Ayineye sen nasıl bakarsan,ayine de sana öyle bakar



11 Temmuz 2009 Cumartesi

JOSE SARAMAGO-KÖRLÜK


CAN YAYINLARI,2009
339 SAYFA


Körlüğün salgın hastalık gibi yayıldığı bir kentte yaşayanların hikayesi anlatılıyor kitapta.Önce bir adam yeşil ışığın yanmasını beklerken arabasında,daha sonra muayeneye gittiği göz doktoru ve kentteki herkes kör olur.Devlet kör olanları önce bir akıl hastanesinde karantinaya alır.Bu salgında kör olmayan tek kişi göz doktorunun eşidir.Akıl hastanesinde tam olarak bir düzen kurulamaz ve ahlaki değerler alt üst olur.İnsanlar temel ihtiyaçlarını karşılayamaz hale gelirler.Her türlü suç,ahlaksızlık normal görülmektedir.Tek kişinin gözlerinin görmesi de bu durumu değiştirmez,aksine gören kişi çok acı çeker.Sonunda bir yangın neticesinde kaldıkları yerden kaçarlar ancak dış dünyada da durum çok farklı değildir.Herkes kör olduğu için çöpler toplanmamıştır,kimse evini bulamamamaktadır,yiyecek ve su kıtlığı vardır. İnsanlar artık hayvanlaşmıştır.Diş doktorunun eşi, bir grup körle birlikte yaşamını devam ettirmek için evine gelir.Ancak koşullar çok zordur.Sonra herkes tekrar görmeye başlar.
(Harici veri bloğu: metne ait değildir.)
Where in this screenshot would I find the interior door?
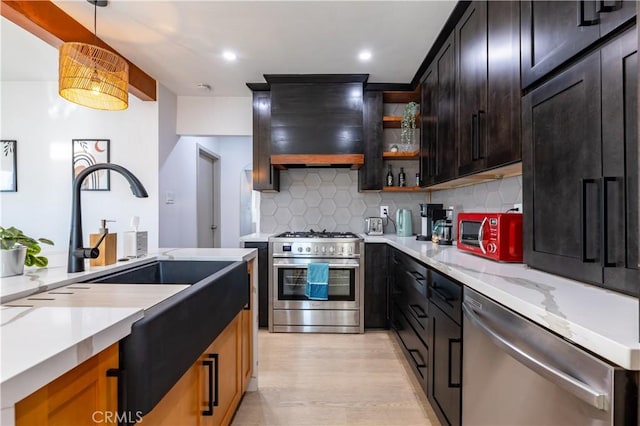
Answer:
[197,148,220,248]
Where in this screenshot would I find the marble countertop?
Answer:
[363,234,640,370]
[0,248,257,425]
[240,232,274,243]
[0,248,256,304]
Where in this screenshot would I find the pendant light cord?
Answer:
[93,1,98,46]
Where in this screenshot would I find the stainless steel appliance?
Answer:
[364,217,383,235]
[462,288,637,426]
[458,212,523,262]
[269,230,364,333]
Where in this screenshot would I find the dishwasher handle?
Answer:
[462,302,610,411]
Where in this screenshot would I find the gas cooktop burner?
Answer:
[276,229,359,238]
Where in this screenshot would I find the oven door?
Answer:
[272,258,360,309]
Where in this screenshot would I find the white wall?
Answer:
[0,82,160,253]
[177,97,253,136]
[160,136,252,247]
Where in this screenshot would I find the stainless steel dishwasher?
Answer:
[462,288,638,426]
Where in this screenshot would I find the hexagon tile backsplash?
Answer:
[260,168,522,233]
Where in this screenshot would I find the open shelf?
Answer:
[382,90,420,104]
[382,186,429,192]
[382,114,420,129]
[382,150,420,160]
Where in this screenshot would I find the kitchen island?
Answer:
[0,249,257,425]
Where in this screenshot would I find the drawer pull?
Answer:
[431,283,456,306]
[202,354,218,416]
[409,305,429,318]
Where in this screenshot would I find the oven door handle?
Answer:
[273,263,360,269]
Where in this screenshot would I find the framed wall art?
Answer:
[0,140,18,192]
[73,139,111,191]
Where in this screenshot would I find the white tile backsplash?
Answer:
[260,168,522,233]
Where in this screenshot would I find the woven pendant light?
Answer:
[58,1,129,111]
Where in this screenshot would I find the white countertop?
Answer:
[363,234,640,370]
[0,248,257,425]
[0,306,143,425]
[0,248,256,304]
[240,232,274,243]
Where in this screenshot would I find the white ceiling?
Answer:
[1,0,456,96]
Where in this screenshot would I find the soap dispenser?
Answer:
[89,219,118,266]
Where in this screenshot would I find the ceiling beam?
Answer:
[0,0,157,101]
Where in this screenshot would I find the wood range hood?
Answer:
[271,154,364,170]
[264,74,369,170]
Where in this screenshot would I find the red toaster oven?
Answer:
[458,212,522,262]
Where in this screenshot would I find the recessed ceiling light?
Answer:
[222,50,237,61]
[358,50,371,61]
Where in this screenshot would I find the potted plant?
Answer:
[0,226,53,277]
[400,102,420,144]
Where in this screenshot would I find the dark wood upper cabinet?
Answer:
[521,0,636,88]
[456,1,521,176]
[253,91,280,191]
[522,52,602,283]
[455,1,487,175]
[486,1,522,168]
[523,27,639,295]
[358,91,384,191]
[420,32,457,186]
[601,28,640,295]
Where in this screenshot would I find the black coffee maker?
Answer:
[416,203,446,241]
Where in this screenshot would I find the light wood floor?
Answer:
[232,330,440,426]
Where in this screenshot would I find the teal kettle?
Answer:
[396,209,413,237]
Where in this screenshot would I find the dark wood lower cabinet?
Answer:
[364,244,389,329]
[244,241,269,328]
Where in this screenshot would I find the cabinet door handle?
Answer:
[409,305,429,318]
[600,176,617,268]
[409,349,427,368]
[202,354,218,416]
[471,114,478,161]
[242,274,251,311]
[476,111,484,160]
[596,0,622,13]
[576,0,599,27]
[447,339,462,388]
[580,179,597,263]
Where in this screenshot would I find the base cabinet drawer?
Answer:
[391,305,429,395]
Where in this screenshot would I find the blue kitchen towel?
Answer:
[304,262,329,300]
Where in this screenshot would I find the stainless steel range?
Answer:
[269,230,364,333]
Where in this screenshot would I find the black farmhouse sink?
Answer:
[83,260,249,419]
[91,260,234,284]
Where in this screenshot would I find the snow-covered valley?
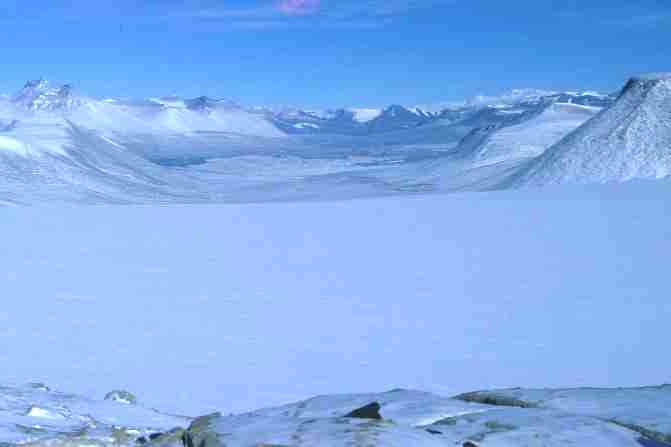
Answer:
[0,75,671,447]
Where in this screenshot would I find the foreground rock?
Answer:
[0,386,671,447]
[457,385,671,444]
[0,384,191,447]
[185,390,654,447]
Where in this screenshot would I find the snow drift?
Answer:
[510,74,671,186]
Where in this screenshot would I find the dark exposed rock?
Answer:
[105,390,137,405]
[455,391,538,408]
[345,402,382,420]
[182,413,222,447]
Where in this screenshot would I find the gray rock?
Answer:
[105,390,137,405]
[345,402,382,420]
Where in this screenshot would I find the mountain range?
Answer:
[0,74,671,203]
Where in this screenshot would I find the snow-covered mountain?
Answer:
[512,74,671,185]
[10,75,671,203]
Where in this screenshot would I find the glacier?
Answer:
[0,80,624,204]
[0,74,671,447]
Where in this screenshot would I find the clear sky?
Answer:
[0,0,671,107]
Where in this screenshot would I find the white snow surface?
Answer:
[513,74,671,186]
[0,384,190,446]
[0,181,671,415]
[185,389,664,447]
[348,108,382,123]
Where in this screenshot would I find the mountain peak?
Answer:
[632,72,671,81]
[13,79,81,111]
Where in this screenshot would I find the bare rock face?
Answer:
[510,73,671,187]
[105,390,137,405]
[345,402,382,420]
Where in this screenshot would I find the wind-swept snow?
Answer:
[512,74,671,186]
[0,181,671,415]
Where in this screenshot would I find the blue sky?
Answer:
[0,0,671,107]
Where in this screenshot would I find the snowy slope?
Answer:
[0,383,190,446]
[511,74,671,185]
[0,181,671,415]
[181,387,668,447]
[0,384,668,447]
[457,102,601,166]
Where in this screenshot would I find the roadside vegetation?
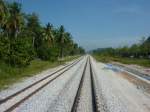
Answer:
[93,37,150,67]
[0,0,85,88]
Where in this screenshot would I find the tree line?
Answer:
[0,0,85,67]
[93,37,150,59]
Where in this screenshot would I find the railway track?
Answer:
[71,57,100,112]
[0,57,83,112]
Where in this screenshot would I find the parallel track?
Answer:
[71,57,99,112]
[0,57,83,112]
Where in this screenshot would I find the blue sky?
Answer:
[8,0,150,50]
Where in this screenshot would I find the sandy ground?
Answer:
[94,57,150,112]
[0,57,150,112]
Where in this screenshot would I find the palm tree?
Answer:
[0,0,8,32]
[58,25,66,58]
[5,2,24,39]
[43,23,54,46]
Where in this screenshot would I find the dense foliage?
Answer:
[93,37,150,59]
[0,0,84,67]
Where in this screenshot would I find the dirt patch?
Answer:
[118,72,150,94]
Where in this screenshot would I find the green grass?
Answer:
[0,56,80,90]
[94,55,150,67]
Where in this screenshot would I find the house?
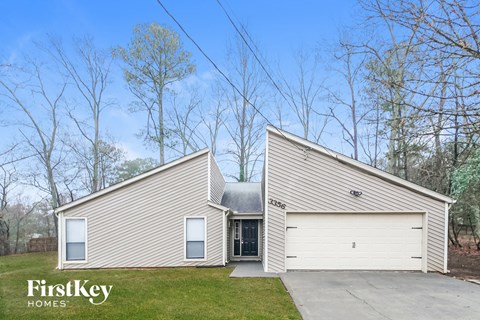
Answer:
[55,126,454,272]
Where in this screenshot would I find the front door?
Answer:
[242,220,258,256]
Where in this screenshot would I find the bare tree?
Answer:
[327,37,368,160]
[0,60,67,235]
[277,50,327,141]
[169,88,202,156]
[199,83,228,156]
[113,23,195,165]
[224,38,264,182]
[0,154,18,256]
[49,37,112,192]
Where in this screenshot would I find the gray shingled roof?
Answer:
[221,182,262,213]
Yazar liberal demokrasi'nin eleştirisini büyük bir ustalıkla yapmış bu kitapta.İronilere de çok fazla yer verilmiş.

Nobel Ödüllü yazarın bu olağanüstü kitabını okumanızı kesinlikle tavsiye ediyorum.


KİTAPTAN:

Dünyadan o kadar uzağız ki zaman gelecek artık kim olduğumuzu unutacağız,birbirimizin adını bile söylemek aklımıza gelmeyecek,zaten bu neye yarar ki,adlarımızın bize ne yararı olur ki,köpekler birbirini bizim yaptığımız gibi tanımazlar ya da tanısalar bile kendilerine verilmiş olan adla değil,onun kokusunu öteki köpeklerden ayırt ederek tanırlar,...


Yalnızca vadesi dolan ölür,ölüm bizi bize haber vermeden seçer.


Verilen sözler her zaman tutulmaz,bunu kimi zaman zayıflığımızdan,kimi zaman da bizi aşan,hesaba katmadığımız bir gücün zorlamasıyla yaparız.